Sementara itu, Anas Fazri menyampaikan, perlunya klasterisasi pemberlakuan denda yang pada draft PKPI tentang sanksi belum ada pembedanya antara pelanggaran I, II, dan seterusnya. Asosiasi memberi masukan untuk menunda penetapan PKPI tersebut, namun sebenarnya penetapan dan pemberlakuan PKPI agar lembaga penyiaran patuh pada aturan. Pun demikian, perlu digarisbawahi bahwa Lembaga Penyiaran Publik (LPP) tidak sama dengan Lembaga Penyiaran Swasta (LPS), sehingga tidak memungkinkan bagi LPP mengalokasikan untuk pembayaran denda.
Hal ini didukung DJA Kementerian Keuangan yang tidak menganggarkan pembiayaan untuk perilaku yang merugikan. Didasari PP Nomor 43 Tahun 2023, pada kondisi demikian, denda Rp 0,- (nol rupiah) bisa diberlakukan, sanksi hukuman disiplin diberikan kepada pegawai yang melakukan kesalahan. Jika sanksi yang diberikan terlalu ringan, dikhawatirkan tidak memberikan efek jera. Menurut Anas Fazri, keluhan dari lembaga penyiaran didasari kompetitor yang tidak tertampung penyiaran, misalnya Over The Top (OTT) atau media on demand.
Hal serupa juga menjadi keluhan penyedia layanan seluler yang menyatakan bahwa 70% bandwithnya digunakan untuk OTT namun tidak ada share untuk provider yang berarti tidak ada pemasukan untuk dalam negeri. Terkait hal ini, Wahyu Indrawan menyarankan perlunya penanggung jawab tersendiri untuk mekanisme sanggah atas temuan pelanggaran dengan merujuk pada peraturan PMK Nomor 155/2021.
Pada draft PKPI yang disusun, Arnando J.P. Siregar, mendapati ketidaksesuaian dengan PP Nomor 43 Tahun 2023, yaitu jangka waktu yang diberikan untuk sanggahan atas temuan pelanggaran yang dilakukan LP. Batang tubuh PKPI harus secara rinci menguraikan ketentuan melalui pasal dan ayat dan fokus pada PNBP yang diperoleh dari denda administrasi karena tidak memenuhi persyaratan yang ada sehingga diidentifikasi sebagai pelanggaran atas isi siaran. Perlu ditegaskan juga bahwa regulasi disusun dengan pertimbangan matang, rinci, dan tidak untuk kepentingan kelompok tertentu.

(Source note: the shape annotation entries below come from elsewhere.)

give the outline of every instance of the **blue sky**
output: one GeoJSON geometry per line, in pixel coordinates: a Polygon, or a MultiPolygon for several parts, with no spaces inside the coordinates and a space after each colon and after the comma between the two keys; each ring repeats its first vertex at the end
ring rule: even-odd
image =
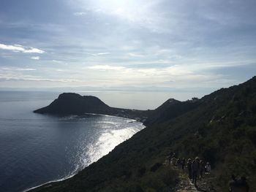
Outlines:
{"type": "Polygon", "coordinates": [[[254,0],[1,0],[0,88],[209,90],[256,72],[254,0]]]}

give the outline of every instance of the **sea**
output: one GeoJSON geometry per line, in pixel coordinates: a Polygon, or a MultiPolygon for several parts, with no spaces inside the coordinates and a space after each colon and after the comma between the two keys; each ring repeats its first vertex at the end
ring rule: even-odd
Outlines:
{"type": "MultiPolygon", "coordinates": [[[[0,91],[0,191],[26,191],[72,177],[144,128],[134,120],[104,115],[33,112],[59,93],[0,91]]],[[[111,94],[104,96],[118,104],[111,94]]]]}

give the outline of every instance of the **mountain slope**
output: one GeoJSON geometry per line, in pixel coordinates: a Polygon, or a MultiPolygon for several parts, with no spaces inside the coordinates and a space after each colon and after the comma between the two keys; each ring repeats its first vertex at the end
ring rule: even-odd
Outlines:
{"type": "Polygon", "coordinates": [[[74,177],[34,191],[171,191],[176,173],[162,164],[170,151],[210,161],[217,191],[227,191],[232,174],[246,176],[256,191],[256,77],[196,103],[179,115],[159,115],[74,177]]]}
{"type": "Polygon", "coordinates": [[[48,107],[37,110],[34,112],[56,115],[83,114],[109,111],[110,107],[95,96],[81,96],[77,93],[64,93],[59,96],[48,107]]]}

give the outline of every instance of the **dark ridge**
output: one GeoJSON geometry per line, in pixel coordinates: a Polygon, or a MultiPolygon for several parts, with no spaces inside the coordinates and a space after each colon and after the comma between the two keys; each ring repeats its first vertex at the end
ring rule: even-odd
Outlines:
{"type": "Polygon", "coordinates": [[[246,176],[256,191],[256,77],[201,99],[170,101],[147,111],[153,123],[74,177],[32,191],[170,191],[176,173],[160,165],[170,151],[210,162],[216,191],[228,191],[232,174],[246,176]]]}
{"type": "Polygon", "coordinates": [[[85,112],[104,113],[110,110],[109,106],[95,96],[64,93],[60,94],[50,105],[34,112],[42,114],[81,115],[85,112]]]}

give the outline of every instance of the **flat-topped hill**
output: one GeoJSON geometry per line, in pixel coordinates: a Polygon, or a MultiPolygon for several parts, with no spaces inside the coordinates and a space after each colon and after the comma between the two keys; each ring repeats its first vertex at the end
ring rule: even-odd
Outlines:
{"type": "Polygon", "coordinates": [[[170,99],[147,112],[147,127],[108,155],[33,191],[173,191],[176,175],[163,165],[170,151],[210,162],[216,191],[228,191],[231,174],[246,177],[256,191],[256,77],[200,99],[170,99]]]}
{"type": "Polygon", "coordinates": [[[34,112],[54,115],[81,115],[85,112],[104,113],[111,110],[111,107],[95,96],[82,96],[77,93],[64,93],[60,94],[48,106],[37,110],[34,112]]]}

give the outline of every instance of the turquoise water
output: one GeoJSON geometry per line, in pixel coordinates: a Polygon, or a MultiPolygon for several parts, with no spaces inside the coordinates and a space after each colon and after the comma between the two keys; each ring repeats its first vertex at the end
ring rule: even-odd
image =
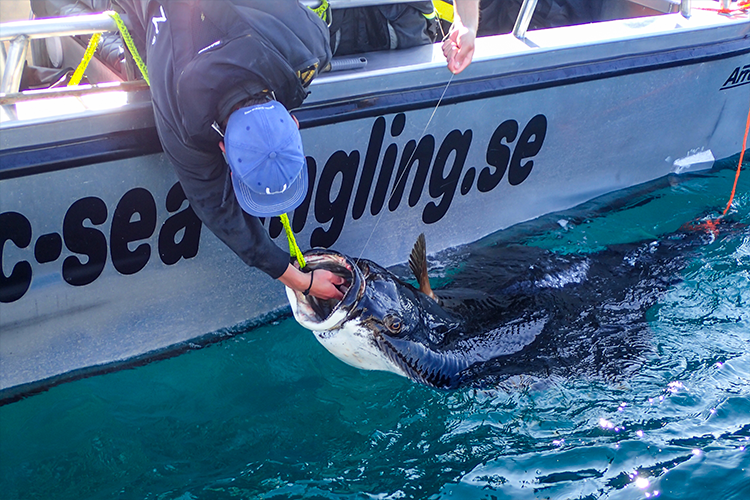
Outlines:
{"type": "MultiPolygon", "coordinates": [[[[734,172],[507,234],[561,253],[723,209],[734,172]]],[[[750,175],[730,217],[750,224],[750,175]]],[[[740,229],[738,229],[738,227],[740,229]]],[[[0,407],[5,499],[750,498],[750,228],[685,256],[616,381],[445,392],[333,358],[284,319],[0,407]]],[[[514,387],[515,384],[515,387],[514,387]]]]}

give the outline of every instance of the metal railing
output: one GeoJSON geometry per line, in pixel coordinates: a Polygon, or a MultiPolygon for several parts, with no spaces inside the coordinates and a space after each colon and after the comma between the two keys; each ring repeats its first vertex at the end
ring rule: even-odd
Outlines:
{"type": "Polygon", "coordinates": [[[0,42],[10,42],[7,56],[4,48],[0,50],[0,93],[18,92],[31,40],[105,31],[117,31],[117,24],[108,14],[53,17],[0,24],[0,42]]]}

Sementara itu, perwakilan Kementerian Hukum dan HAM, Victor S. Hanamongan menyampaikan dukungan kepada KPI atas upayanya menciptakan iklim penyiaran menjadi lebih baik. Meskipun demikian, dia menekankan perlunya pengaturan angka yang pasti, penempatan denda, pejabat yang melakukan penghitungan, serta proses penagihan atau teknis pelaksanaannya, dengan mengacu pada Pasal 86 Ayat (2) pada PP Nomor 46 Tahun 2021.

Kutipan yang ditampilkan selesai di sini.